I figured this would be my revenge on the world at large for not being allowed the run of my heart.  I enjoyed their friendship, the sad fact remained that always,
always,
they would go for broke and ruin everything by making an idiot pass.  I became a little embittered by this, but I figured if they thought there was indeed a case to be cracked and a pot of gold at the end of my rainbow just let them get the fuck on with it.  I didn’t have Jess but I had many knights in shining armour. 

I never slept with any of them and you know something else, one of those four young men proposed to me one day years after we had finished school.  You could have knocked me over with a feather!  He’d been the one I behaved most disgracefully towards. 
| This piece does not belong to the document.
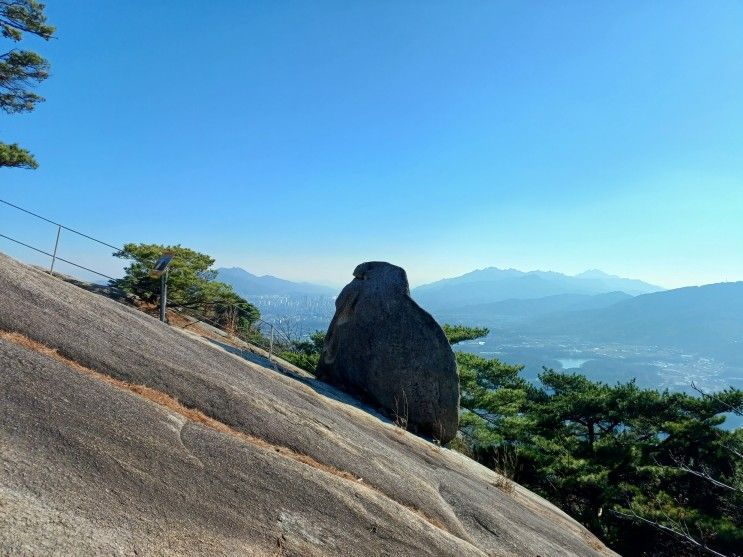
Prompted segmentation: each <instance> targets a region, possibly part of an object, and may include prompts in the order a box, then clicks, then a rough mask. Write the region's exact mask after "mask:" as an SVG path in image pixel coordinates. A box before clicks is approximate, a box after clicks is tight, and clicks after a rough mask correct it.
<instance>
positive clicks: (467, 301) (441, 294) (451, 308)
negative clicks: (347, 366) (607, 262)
mask: <svg viewBox="0 0 743 557" xmlns="http://www.w3.org/2000/svg"><path fill="white" fill-rule="evenodd" d="M660 290H663V288H661V287H660V286H656V285H653V284H648V283H646V282H643V281H640V280H635V279H627V278H622V277H617V276H614V275H608V274H606V273H603V272H602V271H598V270H595V269H594V270H590V271H586V272H584V273H581V274H579V275H575V276H569V275H564V274H562V273H555V272H552V271H530V272H523V271H518V270H516V269H498V268H496V267H488V268H486V269H479V270H476V271H472V272H470V273H466V274H464V275H461V276H459V277H454V278H449V279H443V280H440V281H437V282H432V283H430V284H425V285H422V286H419V287H418V288H415V289H414V290H413V292H412V295H413V297H414V298H415V299H416V300H417V301H418V303H419V304H421V305H422V306H423V307H425V308H428V309H430V310H432V311H439V310H444V309H447V310H448V309H452V308H462V307H465V306H472V305H476V304H488V303H493V302H499V301H502V300H508V299H511V298H513V299H533V298H544V297H546V296H556V295H560V294H583V295H595V294H606V293H609V292H624V293H625V294H629V295H630V296H636V295H639V294H647V293H650V292H658V291H660Z"/></svg>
Of course there were other proposals but I had already learnt by that point that a man will say anything,
anything
, to get what he wants. 

And that’s how for a while I had clubs and how I fell out with clubs.  The reasons are self-explanatory enough, Jess was my reason for being in a club, any kind of club.  And she was long gone. 

I don’t hate men any more.  I just don’t like them very much and last time I checked that wasn’t a crime.

Anyway.

I had nothing to stay in England for.  I answered a ‘wanted’ ad in an online recruitment magazine to be a ‘PA’ in a Los Angeles law firm.

My journey of self discovery had begun.